The summit left the Americans with the impression that Bin Salman was content and the agreement was on track. However, in Riyadh, senior Saudi officials quietly informed others that no more significant increases in oil production were planned.
In fact, on August 3, OPEC+ issued the first public notice of this, announcing a meager increase in production for September of 100,000 barrels per day, which is only half of what US officials felt the Saudis had promised them.
American officials first learned of Saudi Arabia's potential to persuade OPEC+ to declare a significant reduction in oil output at a meeting slated for October 5 in late September. American officials worked feverishly to persuade Bin Salman to change his mind.
According to the NYT, on September 24, American representatives had a face-to-face meeting with Bin Salman and Prince Abdulaziz bin Salman, the Saudi Energy Minister, in the Kingdom. According to American officials with firsthand knowledge of the conversation, Bin Salman assured the Americans that there would be no production reduction.
But four days after that, the White House learned the Crown Prince had done the opposite: Saudi officials notified the Americans that Saudi Arabia would back production cuts at the OPEC+ meeting, which took place in Vienna, wrote the newspaper.

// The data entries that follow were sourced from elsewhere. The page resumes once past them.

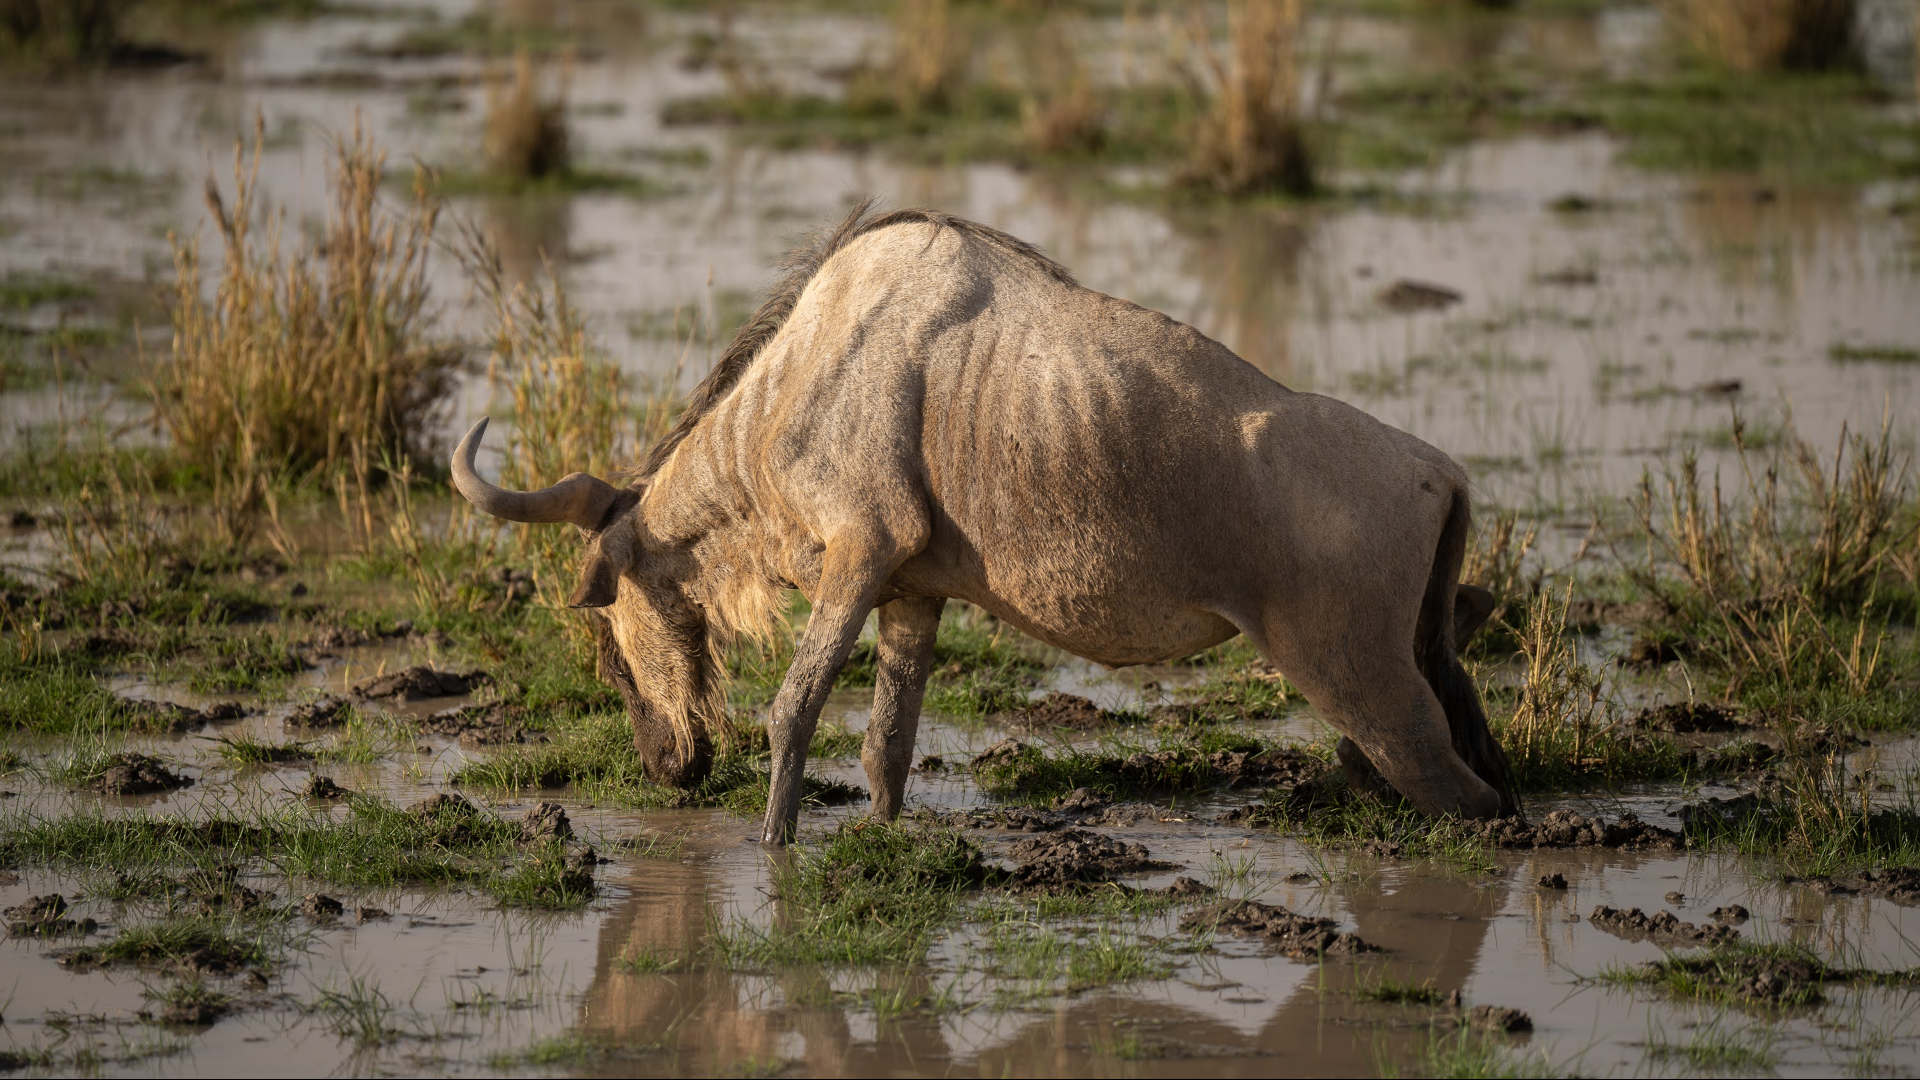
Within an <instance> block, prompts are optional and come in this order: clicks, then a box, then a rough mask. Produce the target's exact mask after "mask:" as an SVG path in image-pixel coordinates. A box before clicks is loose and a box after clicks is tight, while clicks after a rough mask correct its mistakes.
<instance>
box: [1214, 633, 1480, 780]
mask: <svg viewBox="0 0 1920 1080" xmlns="http://www.w3.org/2000/svg"><path fill="white" fill-rule="evenodd" d="M1369 625H1373V621H1359V623H1346V625H1329V623H1300V621H1296V619H1286V621H1281V623H1271V621H1269V625H1265V626H1258V628H1250V632H1248V636H1250V638H1252V640H1254V646H1258V648H1260V651H1261V655H1265V657H1267V663H1271V665H1273V667H1277V669H1279V671H1281V675H1284V676H1286V680H1288V682H1292V684H1294V686H1298V688H1300V692H1302V694H1304V696H1306V700H1308V703H1309V705H1313V711H1315V713H1317V715H1319V719H1323V721H1327V724H1331V726H1332V728H1334V730H1338V732H1340V734H1344V736H1348V738H1350V740H1354V744H1356V746H1357V748H1359V751H1361V753H1365V755H1367V761H1371V763H1373V765H1375V769H1379V771H1380V776H1382V778H1384V780H1386V782H1388V784H1392V786H1394V790H1396V792H1400V794H1402V796H1405V799H1407V801H1409V803H1413V805H1415V807H1419V809H1421V811H1425V813H1432V815H1446V813H1452V815H1461V817H1498V815H1500V809H1501V798H1500V794H1498V792H1496V790H1494V788H1492V786H1490V784H1488V782H1486V780H1482V778H1480V776H1478V774H1475V771H1473V769H1471V767H1469V765H1467V761H1463V759H1461V757H1459V753H1455V751H1453V734H1452V728H1450V726H1448V717H1446V711H1444V707H1442V705H1440V698H1436V696H1434V690H1432V686H1428V682H1427V678H1425V676H1423V675H1421V669H1419V665H1417V663H1415V657H1413V650H1411V648H1409V646H1411V642H1409V644H1400V642H1396V640H1392V634H1390V632H1384V634H1382V630H1369V628H1367V626H1369ZM1242 630H1248V628H1246V626H1242Z"/></svg>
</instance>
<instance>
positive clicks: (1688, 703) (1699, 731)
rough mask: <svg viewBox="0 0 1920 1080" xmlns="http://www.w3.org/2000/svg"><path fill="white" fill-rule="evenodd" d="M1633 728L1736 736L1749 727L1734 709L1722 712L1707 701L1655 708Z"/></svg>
mask: <svg viewBox="0 0 1920 1080" xmlns="http://www.w3.org/2000/svg"><path fill="white" fill-rule="evenodd" d="M1632 723H1634V726H1640V728H1651V730H1663V732H1674V734H1697V732H1709V734H1711V732H1736V730H1743V728H1747V726H1749V724H1747V723H1745V721H1743V719H1741V717H1740V715H1738V713H1734V711H1732V709H1722V707H1720V705H1709V703H1705V701H1688V703H1684V705H1678V703H1674V705H1653V707H1649V709H1642V711H1640V713H1636V715H1634V719H1632Z"/></svg>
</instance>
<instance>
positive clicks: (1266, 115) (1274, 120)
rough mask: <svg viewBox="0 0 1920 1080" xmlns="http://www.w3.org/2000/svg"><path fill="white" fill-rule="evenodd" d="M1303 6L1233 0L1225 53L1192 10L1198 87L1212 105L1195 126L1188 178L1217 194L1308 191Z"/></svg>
mask: <svg viewBox="0 0 1920 1080" xmlns="http://www.w3.org/2000/svg"><path fill="white" fill-rule="evenodd" d="M1302 8H1304V0H1233V2H1231V4H1229V6H1227V21H1229V46H1227V56H1221V54H1219V50H1215V48H1213V46H1212V42H1210V40H1208V33H1206V27H1204V21H1202V17H1200V15H1194V19H1192V23H1190V27H1192V44H1194V52H1196V54H1198V56H1200V58H1202V60H1204V65H1206V79H1204V81H1200V79H1196V83H1200V85H1198V86H1196V88H1198V92H1202V94H1206V98H1208V100H1210V108H1208V111H1206V113H1204V115H1202V117H1200V119H1198V123H1194V129H1192V156H1190V161H1188V165H1187V171H1185V173H1183V179H1185V181H1187V183H1190V184H1196V186H1210V188H1215V190H1219V192H1221V194H1252V192H1263V190H1279V192H1288V194H1311V192H1313V188H1315V181H1313V154H1311V150H1309V146H1308V140H1306V129H1304V123H1302V110H1300V106H1302V102H1300V29H1302V15H1304V12H1302Z"/></svg>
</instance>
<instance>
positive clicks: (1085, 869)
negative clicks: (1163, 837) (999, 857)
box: [1008, 828, 1173, 890]
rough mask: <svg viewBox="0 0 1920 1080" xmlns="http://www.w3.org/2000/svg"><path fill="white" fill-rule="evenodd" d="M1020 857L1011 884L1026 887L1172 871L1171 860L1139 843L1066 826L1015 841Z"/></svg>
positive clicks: (1015, 869) (1052, 886) (1015, 887)
mask: <svg viewBox="0 0 1920 1080" xmlns="http://www.w3.org/2000/svg"><path fill="white" fill-rule="evenodd" d="M1014 859H1018V861H1020V865H1018V867H1014V871H1012V874H1010V876H1008V884H1010V886H1014V888H1023V890H1060V888H1073V886H1085V884H1100V882H1110V880H1114V878H1117V876H1121V874H1137V872H1140V871H1169V869H1173V865H1171V863H1162V861H1156V859H1154V857H1152V855H1148V853H1146V847H1144V846H1140V844H1125V842H1121V840H1114V838H1112V836H1102V834H1098V832H1089V830H1085V828H1064V830H1060V832H1044V834H1041V836H1029V838H1025V840H1020V842H1016V844H1014Z"/></svg>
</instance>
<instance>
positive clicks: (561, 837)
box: [520, 803, 574, 844]
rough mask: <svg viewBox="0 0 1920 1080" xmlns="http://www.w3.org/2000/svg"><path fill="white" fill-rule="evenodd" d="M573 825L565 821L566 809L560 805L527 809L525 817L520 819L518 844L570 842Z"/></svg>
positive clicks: (542, 805)
mask: <svg viewBox="0 0 1920 1080" xmlns="http://www.w3.org/2000/svg"><path fill="white" fill-rule="evenodd" d="M572 836H574V824H572V822H570V821H566V809H564V807H561V803H540V805H534V807H528V811H526V817H522V819H520V844H540V842H549V844H559V842H566V840H572Z"/></svg>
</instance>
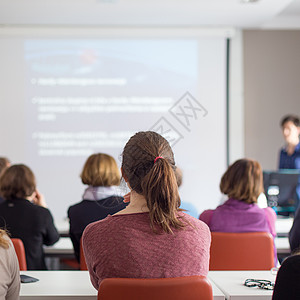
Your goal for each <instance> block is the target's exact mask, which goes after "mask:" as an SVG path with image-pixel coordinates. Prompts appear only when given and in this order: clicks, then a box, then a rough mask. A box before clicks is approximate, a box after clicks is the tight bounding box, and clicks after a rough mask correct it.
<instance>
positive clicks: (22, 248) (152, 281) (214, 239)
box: [12, 232, 274, 300]
mask: <svg viewBox="0 0 300 300" xmlns="http://www.w3.org/2000/svg"><path fill="white" fill-rule="evenodd" d="M12 242H13V245H14V247H15V250H16V253H17V257H18V260H19V266H20V270H23V271H26V270H27V266H26V257H25V249H24V245H23V242H22V241H21V240H20V239H16V238H13V239H12ZM273 247H274V246H273V238H272V236H271V235H270V234H269V233H265V232H251V233H250V232H249V233H224V232H212V243H211V250H210V270H270V269H271V268H272V267H273V266H274V260H273V250H274V249H273ZM80 260H81V264H80V269H81V270H87V266H86V262H85V259H84V255H83V251H82V247H80ZM116 299H123V300H139V299H144V300H150V299H151V300H152V299H156V300H165V299H173V300H179V299H190V300H196V299H202V300H212V299H213V292H212V286H211V284H210V282H209V280H208V279H207V278H206V277H205V276H188V277H177V278H161V279H133V278H107V279H104V280H103V281H102V282H101V284H100V287H99V291H98V300H116Z"/></svg>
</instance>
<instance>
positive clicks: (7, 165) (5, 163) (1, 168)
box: [0, 157, 10, 203]
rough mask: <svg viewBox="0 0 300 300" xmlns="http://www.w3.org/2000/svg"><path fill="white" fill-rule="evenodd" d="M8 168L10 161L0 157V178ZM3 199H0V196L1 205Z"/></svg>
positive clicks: (0, 197) (8, 166)
mask: <svg viewBox="0 0 300 300" xmlns="http://www.w3.org/2000/svg"><path fill="white" fill-rule="evenodd" d="M9 166H10V161H9V160H8V159H7V158H6V157H0V176H1V173H2V172H4V170H5V169H6V168H8V167H9ZM3 201H4V199H3V198H2V197H1V194H0V203H2V202H3Z"/></svg>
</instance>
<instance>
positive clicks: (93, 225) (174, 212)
mask: <svg viewBox="0 0 300 300" xmlns="http://www.w3.org/2000/svg"><path fill="white" fill-rule="evenodd" d="M175 168H176V167H175V161H174V156H173V152H172V149H171V147H170V145H169V143H168V142H167V140H165V139H164V138H163V137H162V136H160V135H159V134H157V133H155V132H152V131H147V132H138V133H136V134H135V135H134V136H132V137H131V138H130V139H129V141H128V142H127V144H126V145H125V148H124V151H123V161H122V169H121V170H122V175H123V177H124V179H125V181H126V182H127V184H128V187H129V189H130V190H131V192H130V203H129V205H128V206H127V207H126V208H125V209H124V210H122V211H120V212H118V213H116V214H115V215H113V216H108V217H107V218H105V219H104V220H101V221H98V222H95V223H92V224H90V225H88V226H87V227H86V229H85V231H84V233H83V237H82V238H83V250H84V254H85V258H86V262H87V266H88V269H89V273H90V277H91V281H92V284H93V286H94V287H95V288H96V289H98V288H99V284H100V282H101V281H102V280H103V279H104V278H110V277H119V278H122V277H125V278H165V277H179V276H190V275H204V276H206V275H207V274H208V264H209V248H210V242H211V235H210V231H209V229H208V227H207V226H206V224H204V223H203V222H201V221H199V220H198V219H196V218H193V217H191V216H189V215H187V214H185V213H183V212H182V211H180V209H179V206H180V198H179V194H178V186H177V182H176V177H175Z"/></svg>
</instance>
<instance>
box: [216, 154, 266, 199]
mask: <svg viewBox="0 0 300 300" xmlns="http://www.w3.org/2000/svg"><path fill="white" fill-rule="evenodd" d="M220 190H221V192H222V193H223V194H225V195H228V197H230V198H234V199H237V200H241V201H244V202H246V203H256V202H257V198H258V196H259V195H260V193H262V192H263V191H264V188H263V177H262V169H261V166H260V164H259V163H258V162H257V161H255V160H250V159H239V160H237V161H236V162H235V163H233V164H232V165H231V166H229V168H228V169H227V171H226V172H225V173H224V175H223V176H222V179H221V183H220Z"/></svg>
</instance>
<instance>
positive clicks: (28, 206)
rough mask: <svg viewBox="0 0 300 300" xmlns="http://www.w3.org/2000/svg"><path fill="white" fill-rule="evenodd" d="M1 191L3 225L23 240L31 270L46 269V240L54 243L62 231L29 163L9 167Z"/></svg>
mask: <svg viewBox="0 0 300 300" xmlns="http://www.w3.org/2000/svg"><path fill="white" fill-rule="evenodd" d="M0 191H1V194H2V196H3V197H4V199H5V200H6V201H4V202H3V203H2V204H0V227H2V228H5V229H6V230H7V231H8V232H9V233H10V235H11V237H12V238H20V239H21V240H22V241H23V243H24V247H25V252H26V261H27V268H28V270H44V269H46V264H45V260H44V252H43V244H44V245H47V246H49V245H53V244H54V243H55V242H57V241H58V239H59V234H58V232H57V230H56V228H55V226H54V224H53V218H52V215H51V213H50V211H49V210H48V209H47V208H46V202H45V199H44V197H43V195H42V194H40V193H39V192H38V190H37V189H36V181H35V177H34V174H33V173H32V171H31V170H30V169H29V168H28V167H27V166H25V165H13V166H11V167H9V168H8V169H6V170H5V171H4V172H3V174H2V175H1V177H0Z"/></svg>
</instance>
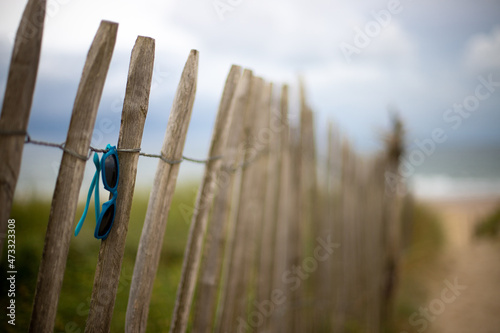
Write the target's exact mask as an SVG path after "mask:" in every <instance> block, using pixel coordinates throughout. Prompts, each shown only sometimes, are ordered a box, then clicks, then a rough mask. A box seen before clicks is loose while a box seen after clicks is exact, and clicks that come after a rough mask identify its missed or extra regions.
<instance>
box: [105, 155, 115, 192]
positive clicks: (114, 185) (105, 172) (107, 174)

At a yearly investment summit on Tuesday in Riyadh, Prince Abdulaziz made the improbable claim that it was unlikely. He said that Saudi Arabia was keeping a reserve of capacity to be ready for such shocks and that it felt a great duty to be a "dependable supplier of oil."
While Europe and the US try to pressure Russia, Prince Abdulaziz made the improbable claim, during the investment summit in Riyadh on Tuesday, that increasing production is unlikely. Prince Abdulaziz said the Kingdom would do what was in its best interests.
“I keep listening to, ‘Are you with us or against us?’ Is there any room for, ‘We are for Saudi Arabia and the people of Saudi Arabia’?” he said.
“We will have to deliver our ambitions.”